An option gain calculator is a straightforward tool that helps options traders quickly determine the profit or loss on a trade by comparing the entry premium (the price paid or received when opening the position) with the exit premium (the price when closing it). Because each standard options contract represents 100 shares of the underlying stock, even a small change in premium can translate into a significant dollar gain or loss. Our free option gain calculator handles the math instantly — just enter your trade details and see total gain/loss, ROI, and break-even price in real time.
Why Use Our Option Gain Calculator?
Instant P&L Calculation
See your total dollar gain or loss the moment you enter your entry and exit premiums. No waiting, no page reloads — results update in real time as you type.
Return on Investment (ROI)
Understand how efficiently your capital is working. The calculator shows your percentage return so you can compare the profitability of different trades at a glance.
Break-Even Price
Know exactly what stock price the underlying must reach at expiration for your trade to break even. This helps you set realistic profit targets and stop-loss levels.
Calls, Puts, Longs & Shorts
Whether you are buying calls, selling puts, or any combination, the calculator handles all four option position types with accurate gain/loss math.
How to Use This Option Gain Calculator
- 1
Select Option Type & Action
Choose whether you traded a Call or Put, and whether you Bought (Long) or Sold (Short) the contract.
- 2
Enter Strike Price
Input the strike price of the option contract. This is used to calculate the break-even stock price at expiration.
- 3
Enter Entry & Exit Premiums
Provide the per-share premium at which you opened and closed the position. The calculator multiplies by 100 shares per contract automatically.
- 4
Review Your Results
Instantly see total gain/loss, gain per contract, ROI percentage, and break-even stock price. Use these numbers to evaluate your trade performance.

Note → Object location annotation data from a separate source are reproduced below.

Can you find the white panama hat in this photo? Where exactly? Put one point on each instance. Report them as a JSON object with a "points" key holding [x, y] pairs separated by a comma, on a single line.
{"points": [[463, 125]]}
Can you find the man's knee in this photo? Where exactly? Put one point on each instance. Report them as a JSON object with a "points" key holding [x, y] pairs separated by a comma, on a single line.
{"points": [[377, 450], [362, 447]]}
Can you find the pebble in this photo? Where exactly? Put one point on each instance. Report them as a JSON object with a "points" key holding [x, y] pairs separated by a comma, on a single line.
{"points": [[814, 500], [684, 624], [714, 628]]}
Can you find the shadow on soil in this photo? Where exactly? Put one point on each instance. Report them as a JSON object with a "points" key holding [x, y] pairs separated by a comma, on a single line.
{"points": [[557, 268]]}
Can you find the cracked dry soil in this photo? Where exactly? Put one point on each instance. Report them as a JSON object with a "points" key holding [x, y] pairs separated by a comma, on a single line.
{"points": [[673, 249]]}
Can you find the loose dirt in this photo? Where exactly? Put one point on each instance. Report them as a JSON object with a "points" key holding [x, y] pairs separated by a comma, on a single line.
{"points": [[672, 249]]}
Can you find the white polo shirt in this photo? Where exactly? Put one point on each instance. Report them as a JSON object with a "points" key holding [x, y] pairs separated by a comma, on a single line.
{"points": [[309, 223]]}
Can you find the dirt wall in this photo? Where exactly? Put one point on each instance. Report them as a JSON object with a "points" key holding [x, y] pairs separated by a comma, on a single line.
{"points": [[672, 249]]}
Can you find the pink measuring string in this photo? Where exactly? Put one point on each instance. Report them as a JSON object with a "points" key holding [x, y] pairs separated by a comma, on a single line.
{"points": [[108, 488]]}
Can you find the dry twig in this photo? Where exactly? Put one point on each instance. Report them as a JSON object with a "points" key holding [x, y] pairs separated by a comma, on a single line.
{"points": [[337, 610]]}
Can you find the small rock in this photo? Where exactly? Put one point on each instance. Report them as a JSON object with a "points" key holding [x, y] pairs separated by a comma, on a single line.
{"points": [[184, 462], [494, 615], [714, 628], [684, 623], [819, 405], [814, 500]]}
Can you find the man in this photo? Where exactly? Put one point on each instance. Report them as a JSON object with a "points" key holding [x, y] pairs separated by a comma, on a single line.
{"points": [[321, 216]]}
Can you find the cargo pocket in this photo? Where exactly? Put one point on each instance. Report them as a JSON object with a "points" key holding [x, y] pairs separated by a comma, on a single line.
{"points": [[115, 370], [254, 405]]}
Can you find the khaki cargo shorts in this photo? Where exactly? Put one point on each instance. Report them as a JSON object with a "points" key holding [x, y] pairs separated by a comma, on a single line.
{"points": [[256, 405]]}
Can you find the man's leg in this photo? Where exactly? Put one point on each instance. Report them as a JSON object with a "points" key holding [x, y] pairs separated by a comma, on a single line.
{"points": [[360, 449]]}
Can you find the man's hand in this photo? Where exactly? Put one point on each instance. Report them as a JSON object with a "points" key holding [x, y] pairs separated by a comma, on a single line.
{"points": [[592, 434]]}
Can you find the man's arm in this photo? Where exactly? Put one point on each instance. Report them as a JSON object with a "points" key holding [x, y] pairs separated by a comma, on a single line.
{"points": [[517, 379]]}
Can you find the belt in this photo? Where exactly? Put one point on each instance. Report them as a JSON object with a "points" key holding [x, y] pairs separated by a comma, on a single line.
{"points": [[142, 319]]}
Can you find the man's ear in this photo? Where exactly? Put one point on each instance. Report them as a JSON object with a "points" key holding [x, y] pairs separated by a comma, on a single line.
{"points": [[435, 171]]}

Understanding Option Gains and Losses
Options provide leveraged exposure to stock price movements. When you buy a call option, you profit when the underlying stock rises above the strike price plus the premium paid. Conversely, buying a put option profits when the stock falls below the strike price minus the premium. The leverage inherent in options means that a relatively small move in the underlying stock can produce outsized percentage returns — or losses — compared to holding the stock directly. This is why calculating your potential gain or loss before entering a trade is essential for sound risk management.
For sellers (writers) of options, the gain is limited to the premium received, while the potential loss can be substantial. A short call has theoretically unlimited loss if the stock rises sharply, while a short put's maximum loss occurs if the stock falls to zero. Our calculator accounts for both long and short positions, giving you a clear picture of your trade economics regardless of which side you are on.